Clos de la Meslerie is located in the sleepy village of Vernou sur-Brenne, a part of the small Vouvray appellation in the Touraine. A few kilometres above the Loire river, amongst the rolling hills of vines and hidden behind a small forest, are four hectares of Chenin Blanc vines surrounding a small but gorgeous 17th century chateau. This is a clos, though instead of the usual stone walls, the vines are enclosed by trees and hedges. These help to keep out any chemical or animal intruders, and help isolate the unique microclimate. There are four distinct parcels of vines - North, South, East and Southwest. Each parcel shares similar flint and clay soils, but the different orientations and elevations offer variations in sun exposure, producing a range of flavours and sweetness levels. When making the final wine, Peter blends juice from each of the parcels, ensuring a depth of flavours, balanced body and a true rendition of all his terroir.

While wines have been made on this site for hundreds of years, Peter rescued this land from decades of misuse and has worked tirelessly to restore the biodiversity. He eliminated all chemicals, dramatically reduced copper, created homeopathic sprays and encouraged natural regrowth amongst the vines. Between each row are grasses sometimes almost as high as the vines, which help create a thriving system of flora and fauna. Deer, rabbits, spiders, ladybugs - each are an essential part of his menagerie. He is determined to maintain this land for generations to come, and applies sustainability practices to everything from water usage to bottling, corks and shipping. Even the labels are printed with water-based inks, and individually hand numbered.

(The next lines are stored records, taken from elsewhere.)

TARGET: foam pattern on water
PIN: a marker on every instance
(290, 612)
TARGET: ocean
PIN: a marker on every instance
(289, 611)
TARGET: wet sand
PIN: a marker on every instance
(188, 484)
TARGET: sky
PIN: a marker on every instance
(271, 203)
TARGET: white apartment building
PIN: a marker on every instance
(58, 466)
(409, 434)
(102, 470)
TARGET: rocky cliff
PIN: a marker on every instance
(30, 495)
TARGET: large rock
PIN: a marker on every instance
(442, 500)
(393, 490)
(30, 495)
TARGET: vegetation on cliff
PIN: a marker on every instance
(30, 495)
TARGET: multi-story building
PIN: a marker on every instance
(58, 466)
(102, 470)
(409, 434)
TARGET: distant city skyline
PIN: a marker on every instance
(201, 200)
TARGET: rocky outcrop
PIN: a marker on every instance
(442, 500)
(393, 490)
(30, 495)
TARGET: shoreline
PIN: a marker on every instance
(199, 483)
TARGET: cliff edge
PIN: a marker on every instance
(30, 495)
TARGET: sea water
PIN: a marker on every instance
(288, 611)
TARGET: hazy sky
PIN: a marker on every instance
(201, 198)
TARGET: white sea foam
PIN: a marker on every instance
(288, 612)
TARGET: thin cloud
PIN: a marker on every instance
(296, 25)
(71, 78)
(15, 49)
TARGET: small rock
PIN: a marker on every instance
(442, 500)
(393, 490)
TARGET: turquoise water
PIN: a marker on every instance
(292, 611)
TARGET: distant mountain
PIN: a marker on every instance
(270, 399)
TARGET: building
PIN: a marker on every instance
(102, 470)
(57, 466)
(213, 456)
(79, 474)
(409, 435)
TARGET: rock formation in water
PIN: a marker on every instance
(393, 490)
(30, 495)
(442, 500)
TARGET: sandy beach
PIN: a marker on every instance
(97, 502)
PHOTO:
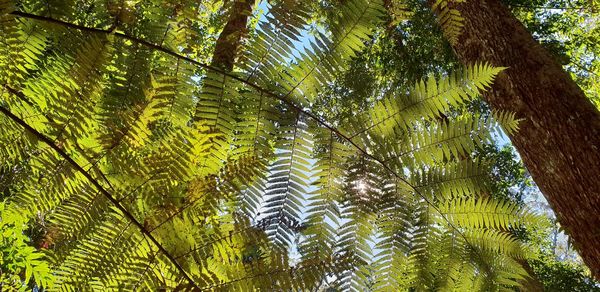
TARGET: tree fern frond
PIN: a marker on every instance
(486, 213)
(449, 19)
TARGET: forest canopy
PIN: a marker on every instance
(267, 145)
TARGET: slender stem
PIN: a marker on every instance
(100, 188)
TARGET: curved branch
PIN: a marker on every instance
(283, 99)
(99, 187)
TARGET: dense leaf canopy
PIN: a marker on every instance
(146, 168)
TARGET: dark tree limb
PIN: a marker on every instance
(559, 139)
(233, 33)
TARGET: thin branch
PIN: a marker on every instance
(283, 99)
(99, 187)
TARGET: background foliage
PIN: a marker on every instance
(321, 161)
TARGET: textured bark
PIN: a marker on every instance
(559, 138)
(232, 35)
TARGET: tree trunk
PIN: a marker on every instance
(559, 138)
(232, 35)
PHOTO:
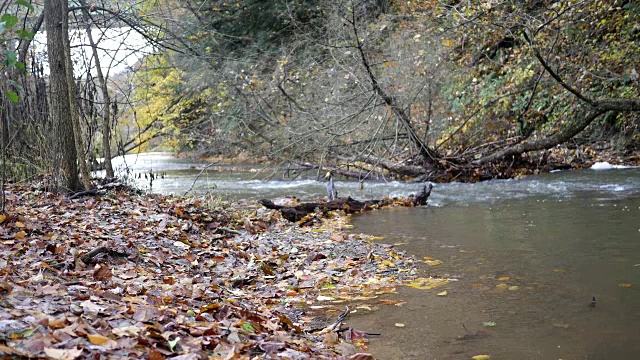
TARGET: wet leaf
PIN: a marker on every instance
(97, 339)
(173, 343)
(427, 283)
(155, 355)
(361, 356)
(62, 354)
(102, 273)
(248, 327)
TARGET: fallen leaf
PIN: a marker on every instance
(102, 273)
(5, 288)
(427, 283)
(62, 354)
(361, 356)
(97, 339)
(155, 355)
(173, 343)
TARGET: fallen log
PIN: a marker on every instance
(348, 204)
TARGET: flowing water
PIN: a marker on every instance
(554, 241)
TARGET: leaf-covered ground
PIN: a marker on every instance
(181, 278)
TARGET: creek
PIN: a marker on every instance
(525, 256)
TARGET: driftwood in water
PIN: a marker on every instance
(349, 205)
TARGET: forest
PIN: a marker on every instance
(429, 90)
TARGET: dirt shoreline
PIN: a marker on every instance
(182, 278)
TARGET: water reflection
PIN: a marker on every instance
(558, 252)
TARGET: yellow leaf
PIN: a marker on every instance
(388, 263)
(427, 283)
(97, 339)
(62, 354)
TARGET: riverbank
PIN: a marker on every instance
(133, 276)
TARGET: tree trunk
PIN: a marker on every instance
(106, 110)
(74, 111)
(60, 112)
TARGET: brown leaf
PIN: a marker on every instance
(62, 354)
(338, 237)
(5, 288)
(102, 273)
(155, 355)
(361, 356)
(97, 339)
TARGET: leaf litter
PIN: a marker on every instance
(123, 275)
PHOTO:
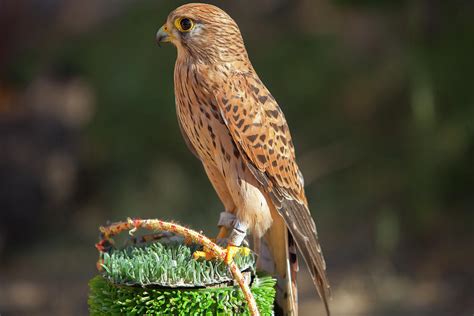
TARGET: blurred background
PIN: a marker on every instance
(379, 98)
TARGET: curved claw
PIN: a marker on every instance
(231, 252)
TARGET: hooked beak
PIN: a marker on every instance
(163, 35)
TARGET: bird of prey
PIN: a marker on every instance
(234, 126)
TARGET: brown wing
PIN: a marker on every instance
(258, 126)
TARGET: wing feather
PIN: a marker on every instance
(258, 127)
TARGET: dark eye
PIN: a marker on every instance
(186, 24)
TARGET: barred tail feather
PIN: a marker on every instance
(303, 230)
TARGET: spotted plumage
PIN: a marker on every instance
(232, 123)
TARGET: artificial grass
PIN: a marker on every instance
(162, 278)
(107, 298)
(169, 265)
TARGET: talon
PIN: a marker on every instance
(206, 254)
(231, 251)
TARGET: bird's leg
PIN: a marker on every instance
(234, 232)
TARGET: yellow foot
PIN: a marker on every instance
(231, 252)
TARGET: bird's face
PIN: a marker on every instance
(203, 32)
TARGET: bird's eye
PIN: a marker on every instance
(184, 24)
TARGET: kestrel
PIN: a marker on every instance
(232, 123)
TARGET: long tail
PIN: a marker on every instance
(303, 230)
(277, 256)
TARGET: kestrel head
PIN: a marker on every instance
(203, 32)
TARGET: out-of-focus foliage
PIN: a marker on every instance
(378, 95)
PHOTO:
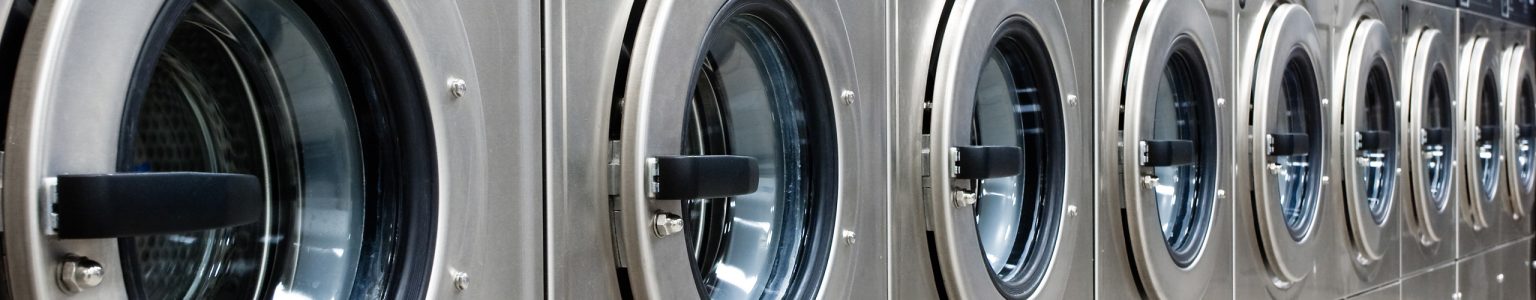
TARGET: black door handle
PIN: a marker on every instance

Many of the domaine’s vines are up to 80 years old, which means concentrated flavours but often yields as low 20hl per hectare. But Peter refuses to replace them with newer, more productive vines, and any changes he does make are through an old technique of vine layering which avoids adding any new materials into the microsystem. He is fiercely protective of the utopia he has created. And justly so; the wines are as exceptional as the locale.

Location

"My goal is always the lowest intervention… letting nature take centre stage, and not trying to control nature at every step.”